A September 1 Financial Times rolled out the bullish guns and suggested US large cap stocks could be "the bargain of a lifetime." The expert added: "Stocks haven't been as cheap relative to bonds since 1951," when he himself was just one year old and lacked the "sentience" to invest. "I do now," he focused. "And if you are reading this, so do you."
So basically, unless you're a newborn baby with a still developing brain stem, you should have the good sense to buy stocks right now. The rationale is simple: Last month, U.S. equities suffered their worst August in nearly a decade, all the while absorbing one dismal economic blow after another. Yet -- in the first four days of September, the market enjoyed a powerful, uninterrupted rally.

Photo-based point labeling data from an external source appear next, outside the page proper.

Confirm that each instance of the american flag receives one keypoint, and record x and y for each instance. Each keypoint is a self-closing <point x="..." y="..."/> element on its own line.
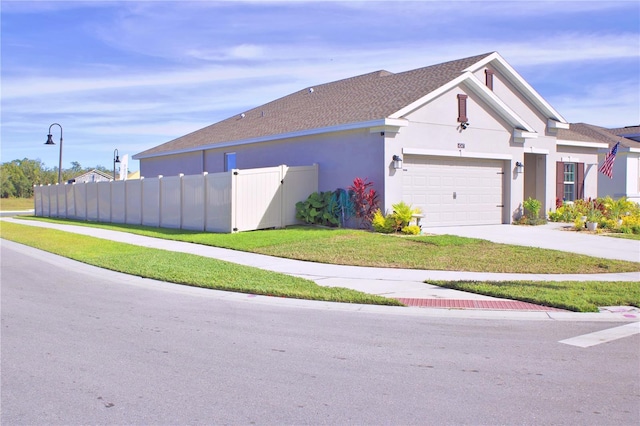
<point x="607" y="165"/>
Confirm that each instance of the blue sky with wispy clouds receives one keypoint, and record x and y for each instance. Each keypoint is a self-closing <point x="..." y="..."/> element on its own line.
<point x="131" y="75"/>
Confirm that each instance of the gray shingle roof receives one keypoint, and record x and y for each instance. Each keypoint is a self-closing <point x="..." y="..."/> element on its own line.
<point x="363" y="98"/>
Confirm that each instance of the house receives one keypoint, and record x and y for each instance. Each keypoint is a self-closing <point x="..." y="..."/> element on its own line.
<point x="466" y="141"/>
<point x="625" y="179"/>
<point x="92" y="176"/>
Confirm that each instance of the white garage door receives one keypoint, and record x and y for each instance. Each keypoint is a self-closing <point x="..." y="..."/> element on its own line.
<point x="454" y="191"/>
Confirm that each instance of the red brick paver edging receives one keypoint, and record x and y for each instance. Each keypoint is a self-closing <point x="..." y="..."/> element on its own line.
<point x="504" y="305"/>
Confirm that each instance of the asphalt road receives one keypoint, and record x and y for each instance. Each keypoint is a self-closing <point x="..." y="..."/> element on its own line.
<point x="85" y="346"/>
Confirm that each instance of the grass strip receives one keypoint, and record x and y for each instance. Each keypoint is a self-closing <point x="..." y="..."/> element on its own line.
<point x="362" y="248"/>
<point x="180" y="268"/>
<point x="16" y="204"/>
<point x="575" y="296"/>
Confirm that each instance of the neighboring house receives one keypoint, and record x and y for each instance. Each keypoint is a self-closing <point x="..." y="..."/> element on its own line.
<point x="475" y="140"/>
<point x="92" y="176"/>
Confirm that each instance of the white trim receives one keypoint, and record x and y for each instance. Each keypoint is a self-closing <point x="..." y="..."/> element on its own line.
<point x="386" y="123"/>
<point x="516" y="79"/>
<point x="478" y="88"/>
<point x="459" y="154"/>
<point x="582" y="144"/>
<point x="522" y="134"/>
<point x="532" y="150"/>
<point x="555" y="125"/>
<point x="570" y="159"/>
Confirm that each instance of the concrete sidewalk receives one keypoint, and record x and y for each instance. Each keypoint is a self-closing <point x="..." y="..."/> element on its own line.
<point x="404" y="284"/>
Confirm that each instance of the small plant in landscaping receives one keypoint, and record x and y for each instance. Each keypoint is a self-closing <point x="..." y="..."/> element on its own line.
<point x="318" y="209"/>
<point x="532" y="213"/>
<point x="344" y="206"/>
<point x="619" y="215"/>
<point x="398" y="221"/>
<point x="365" y="201"/>
<point x="532" y="206"/>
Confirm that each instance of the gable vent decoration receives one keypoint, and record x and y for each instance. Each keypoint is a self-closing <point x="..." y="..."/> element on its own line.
<point x="397" y="162"/>
<point x="519" y="167"/>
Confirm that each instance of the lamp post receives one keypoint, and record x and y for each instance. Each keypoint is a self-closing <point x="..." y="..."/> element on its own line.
<point x="51" y="142"/>
<point x="116" y="159"/>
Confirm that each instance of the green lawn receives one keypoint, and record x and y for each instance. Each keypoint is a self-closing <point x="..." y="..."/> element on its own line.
<point x="361" y="248"/>
<point x="333" y="244"/>
<point x="16" y="204"/>
<point x="570" y="295"/>
<point x="179" y="267"/>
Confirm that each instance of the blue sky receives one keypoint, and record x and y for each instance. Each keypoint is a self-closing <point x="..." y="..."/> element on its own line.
<point x="131" y="75"/>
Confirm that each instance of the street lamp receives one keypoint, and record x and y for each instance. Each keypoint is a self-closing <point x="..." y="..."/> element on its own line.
<point x="116" y="159"/>
<point x="51" y="142"/>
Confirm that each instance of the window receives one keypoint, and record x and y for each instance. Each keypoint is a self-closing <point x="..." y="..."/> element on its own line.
<point x="462" y="109"/>
<point x="229" y="161"/>
<point x="569" y="182"/>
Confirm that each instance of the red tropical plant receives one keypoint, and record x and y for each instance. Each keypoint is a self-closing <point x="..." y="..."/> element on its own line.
<point x="365" y="201"/>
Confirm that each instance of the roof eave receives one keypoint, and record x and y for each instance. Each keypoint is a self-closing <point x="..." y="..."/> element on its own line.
<point x="582" y="144"/>
<point x="386" y="124"/>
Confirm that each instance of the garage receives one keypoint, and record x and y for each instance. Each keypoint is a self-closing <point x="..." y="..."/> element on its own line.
<point x="454" y="191"/>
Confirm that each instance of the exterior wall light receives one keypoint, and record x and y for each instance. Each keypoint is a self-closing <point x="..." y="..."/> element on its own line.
<point x="397" y="162"/>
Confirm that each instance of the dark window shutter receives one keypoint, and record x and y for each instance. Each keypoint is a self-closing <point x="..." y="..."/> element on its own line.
<point x="489" y="78"/>
<point x="580" y="181"/>
<point x="462" y="108"/>
<point x="559" y="180"/>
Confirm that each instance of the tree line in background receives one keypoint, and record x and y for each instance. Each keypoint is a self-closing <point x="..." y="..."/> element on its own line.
<point x="18" y="177"/>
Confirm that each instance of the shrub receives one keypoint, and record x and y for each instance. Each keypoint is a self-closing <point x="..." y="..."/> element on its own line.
<point x="383" y="224"/>
<point x="318" y="209"/>
<point x="411" y="230"/>
<point x="532" y="206"/>
<point x="605" y="211"/>
<point x="343" y="203"/>
<point x="365" y="201"/>
<point x="396" y="221"/>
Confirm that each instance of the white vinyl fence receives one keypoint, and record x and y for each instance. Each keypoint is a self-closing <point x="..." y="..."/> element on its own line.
<point x="234" y="201"/>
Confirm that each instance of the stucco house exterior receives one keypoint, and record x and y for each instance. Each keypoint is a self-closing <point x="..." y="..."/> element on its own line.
<point x="625" y="180"/>
<point x="475" y="140"/>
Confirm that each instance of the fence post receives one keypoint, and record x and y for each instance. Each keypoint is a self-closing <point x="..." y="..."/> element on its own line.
<point x="181" y="175"/>
<point x="159" y="201"/>
<point x="283" y="195"/>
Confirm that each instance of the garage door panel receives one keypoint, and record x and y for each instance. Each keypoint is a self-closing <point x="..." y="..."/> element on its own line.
<point x="454" y="191"/>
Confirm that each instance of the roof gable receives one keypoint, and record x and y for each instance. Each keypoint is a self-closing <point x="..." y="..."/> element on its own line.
<point x="500" y="64"/>
<point x="369" y="98"/>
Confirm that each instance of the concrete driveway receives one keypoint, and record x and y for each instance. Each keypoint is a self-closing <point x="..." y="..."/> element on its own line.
<point x="555" y="236"/>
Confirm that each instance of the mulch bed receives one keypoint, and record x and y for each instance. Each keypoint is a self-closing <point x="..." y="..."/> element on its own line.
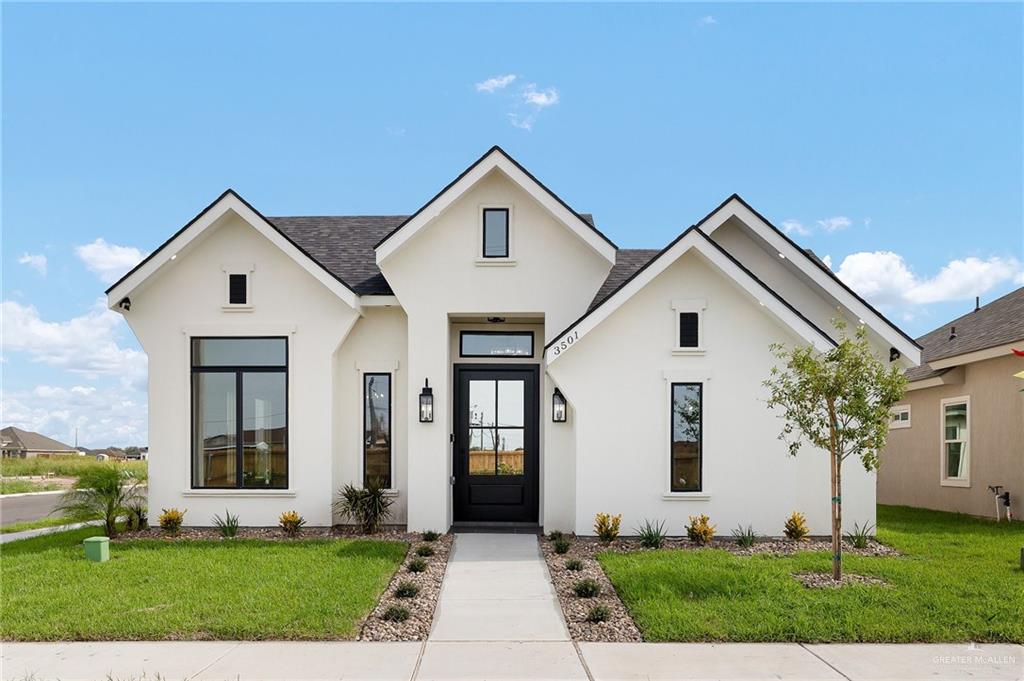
<point x="620" y="627"/>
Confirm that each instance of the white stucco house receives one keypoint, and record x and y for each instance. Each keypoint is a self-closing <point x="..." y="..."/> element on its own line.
<point x="492" y="358"/>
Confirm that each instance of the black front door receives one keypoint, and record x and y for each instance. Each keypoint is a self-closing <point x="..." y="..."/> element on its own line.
<point x="496" y="442"/>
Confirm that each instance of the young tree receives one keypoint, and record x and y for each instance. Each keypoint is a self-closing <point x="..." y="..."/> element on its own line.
<point x="838" y="401"/>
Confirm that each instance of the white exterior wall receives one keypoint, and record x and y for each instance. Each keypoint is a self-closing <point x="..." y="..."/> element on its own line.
<point x="617" y="380"/>
<point x="185" y="299"/>
<point x="437" y="274"/>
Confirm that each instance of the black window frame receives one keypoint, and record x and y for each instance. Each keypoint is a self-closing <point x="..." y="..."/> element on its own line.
<point x="672" y="435"/>
<point x="483" y="231"/>
<point x="463" y="333"/>
<point x="238" y="370"/>
<point x="390" y="427"/>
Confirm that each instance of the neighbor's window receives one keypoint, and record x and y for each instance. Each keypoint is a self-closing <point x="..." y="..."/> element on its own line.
<point x="955" y="439"/>
<point x="686" y="439"/>
<point x="899" y="417"/>
<point x="377" y="429"/>
<point x="496" y="232"/>
<point x="240" y="413"/>
<point x="496" y="344"/>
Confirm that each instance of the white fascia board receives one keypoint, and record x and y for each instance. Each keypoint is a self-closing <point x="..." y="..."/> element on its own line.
<point x="496" y="160"/>
<point x="734" y="207"/>
<point x="694" y="240"/>
<point x="228" y="202"/>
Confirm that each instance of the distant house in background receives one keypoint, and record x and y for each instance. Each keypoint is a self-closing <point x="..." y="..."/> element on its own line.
<point x="961" y="428"/>
<point x="17" y="443"/>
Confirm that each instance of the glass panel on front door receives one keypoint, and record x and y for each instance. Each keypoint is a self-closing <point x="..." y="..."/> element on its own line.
<point x="497" y="422"/>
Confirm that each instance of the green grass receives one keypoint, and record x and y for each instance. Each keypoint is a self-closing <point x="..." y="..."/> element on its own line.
<point x="241" y="589"/>
<point x="48" y="521"/>
<point x="19" y="486"/>
<point x="958" y="580"/>
<point x="66" y="466"/>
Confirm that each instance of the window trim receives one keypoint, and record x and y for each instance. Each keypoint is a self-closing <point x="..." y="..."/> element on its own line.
<point x="239" y="411"/>
<point x="943" y="479"/>
<point x="900" y="409"/>
<point x="390" y="426"/>
<point x="692" y="305"/>
<point x="489" y="332"/>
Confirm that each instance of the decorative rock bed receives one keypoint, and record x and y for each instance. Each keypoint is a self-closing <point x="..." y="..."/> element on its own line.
<point x="620" y="626"/>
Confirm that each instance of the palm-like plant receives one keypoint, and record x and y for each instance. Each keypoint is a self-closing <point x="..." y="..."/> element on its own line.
<point x="101" y="493"/>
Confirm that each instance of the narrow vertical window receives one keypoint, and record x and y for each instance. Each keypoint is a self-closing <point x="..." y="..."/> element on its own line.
<point x="238" y="286"/>
<point x="377" y="429"/>
<point x="496" y="232"/>
<point x="686" y="436"/>
<point x="688" y="336"/>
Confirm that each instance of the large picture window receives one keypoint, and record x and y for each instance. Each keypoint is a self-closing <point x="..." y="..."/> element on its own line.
<point x="686" y="436"/>
<point x="377" y="429"/>
<point x="240" y="413"/>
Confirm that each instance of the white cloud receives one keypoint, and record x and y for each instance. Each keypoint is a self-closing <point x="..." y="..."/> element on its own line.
<point x="540" y="98"/>
<point x="109" y="261"/>
<point x="795" y="227"/>
<point x="885" y="279"/>
<point x="84" y="345"/>
<point x="496" y="83"/>
<point x="832" y="224"/>
<point x="36" y="261"/>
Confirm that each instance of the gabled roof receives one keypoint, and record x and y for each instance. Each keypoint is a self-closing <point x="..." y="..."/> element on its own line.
<point x="497" y="158"/>
<point x="27" y="439"/>
<point x="693" y="239"/>
<point x="998" y="323"/>
<point x="228" y="201"/>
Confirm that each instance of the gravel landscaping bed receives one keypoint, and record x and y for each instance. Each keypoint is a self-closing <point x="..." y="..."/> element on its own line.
<point x="421" y="606"/>
<point x="620" y="627"/>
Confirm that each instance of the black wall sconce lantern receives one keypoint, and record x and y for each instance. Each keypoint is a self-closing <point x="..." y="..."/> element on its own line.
<point x="426" y="402"/>
<point x="558" y="407"/>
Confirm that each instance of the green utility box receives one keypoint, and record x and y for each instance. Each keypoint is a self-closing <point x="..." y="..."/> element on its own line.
<point x="97" y="549"/>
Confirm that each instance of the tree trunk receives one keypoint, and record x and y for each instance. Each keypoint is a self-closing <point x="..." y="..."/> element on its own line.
<point x="837" y="516"/>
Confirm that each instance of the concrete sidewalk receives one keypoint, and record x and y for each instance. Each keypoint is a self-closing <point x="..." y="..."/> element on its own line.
<point x="505" y="661"/>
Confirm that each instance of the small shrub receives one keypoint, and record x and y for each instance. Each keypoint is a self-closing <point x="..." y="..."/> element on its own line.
<point x="227" y="525"/>
<point x="171" y="519"/>
<point x="860" y="537"/>
<point x="395" y="613"/>
<point x="407" y="590"/>
<point x="291" y="522"/>
<point x="796" y="527"/>
<point x="745" y="537"/>
<point x="587" y="588"/>
<point x="651" y="535"/>
<point x="700" y="530"/>
<point x="606" y="526"/>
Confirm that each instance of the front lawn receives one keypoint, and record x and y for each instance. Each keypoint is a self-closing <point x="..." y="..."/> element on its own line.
<point x="958" y="580"/>
<point x="152" y="589"/>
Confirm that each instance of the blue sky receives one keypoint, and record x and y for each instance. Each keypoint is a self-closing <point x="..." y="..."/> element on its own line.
<point x="887" y="137"/>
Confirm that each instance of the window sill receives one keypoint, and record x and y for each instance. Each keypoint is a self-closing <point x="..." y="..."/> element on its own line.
<point x="226" y="494"/>
<point x="496" y="262"/>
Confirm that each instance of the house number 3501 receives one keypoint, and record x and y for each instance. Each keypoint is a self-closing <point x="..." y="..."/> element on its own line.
<point x="565" y="343"/>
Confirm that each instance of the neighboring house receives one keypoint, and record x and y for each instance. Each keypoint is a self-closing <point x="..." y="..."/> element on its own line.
<point x="493" y="357"/>
<point x="17" y="443"/>
<point x="961" y="427"/>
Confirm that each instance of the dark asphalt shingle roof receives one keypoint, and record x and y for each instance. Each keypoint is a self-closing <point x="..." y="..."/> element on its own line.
<point x="998" y="323"/>
<point x="344" y="244"/>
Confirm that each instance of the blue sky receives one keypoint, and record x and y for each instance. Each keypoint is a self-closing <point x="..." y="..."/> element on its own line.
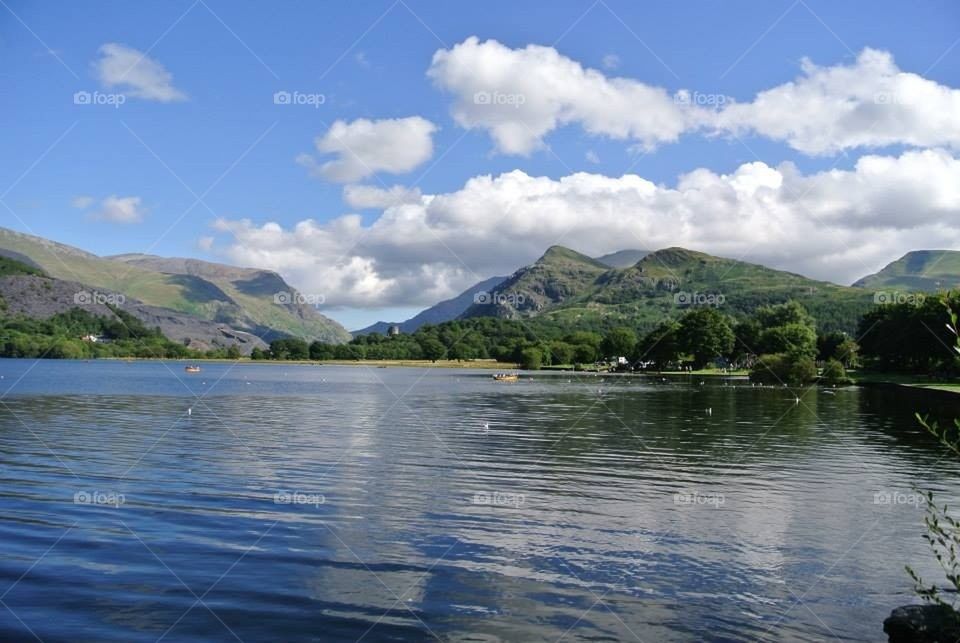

Ipso facto: The bloodletting has ended. The scent of deals is strong. And now is the time to take the bargain hunting rifles off the shelf.
In the words of a recent news sources: "The protracted tug-of-war in the equity market came to an abrupt halt on September 1. The bulls will now have their sweet rollicking time and investors should enjoy it." (Daily Finance)
And -- "Stocks are dramatically cheap. You're talking five or six decades cheap in terms of their value. The price-to-earnings ratio is at 12 times forecast earnings." (Bloomberg)
EWI President Robert Prechter showed a major problem with this notion years ago: P/E ratios are about as useful as tea leaves for gauging the actual health of stocks. The reason being, analysts' projections of future earnings tend to be wildly optimistic at market tops, and markedly pessimistic at market bottoms.
Case in point: 2008. In May of that year, the U.S. stock market had kissed its October 2007 peak goodbye in a gut-wrenching sell-off to three-year lows. With the collapse of Bear Stearns and subsequent financial implosion, many mainstream experts saw a familiar bottom-feeding bright spot in the knock back.
"The market is turning around here," remarked one May 3, 2008 Bloomberg. "This move will take us to the 2007 highs before the end of the year."
But by November, the rout had intensified. Stock values had been slashed by more than 50% and stood at their lowest levels in a decade. Again, here's what a November 21, 2008 MarketWatch had to say of the road ahead:
"Over the long haul, the gravity of fundamentals and valuations drives returns. Based on 2009 projections, the P/E on the Standard & Poor's 500 Index was around 10, the cheapest valuation in decades... This suggests that valuation levels are helping to create a floor for equity prices."
Said "floor" did not transpire until the market plunged another 3,000 points to a 12-year nadir in March 2009.
In the end, the "E" in P/E ratio can very well stand for "Emotion." The very same hope and fear that drives speculation into and out of stocks by investors ALSO drives the expectations of future earnings by analysts.
Here at EWI, the only way that we measure the "true" value of stocks is with the objective metrics of the Wave Principle; such as: Elliott wave patterns, Fibonacci time and price relationships, volume, sentiment extremes, and the like.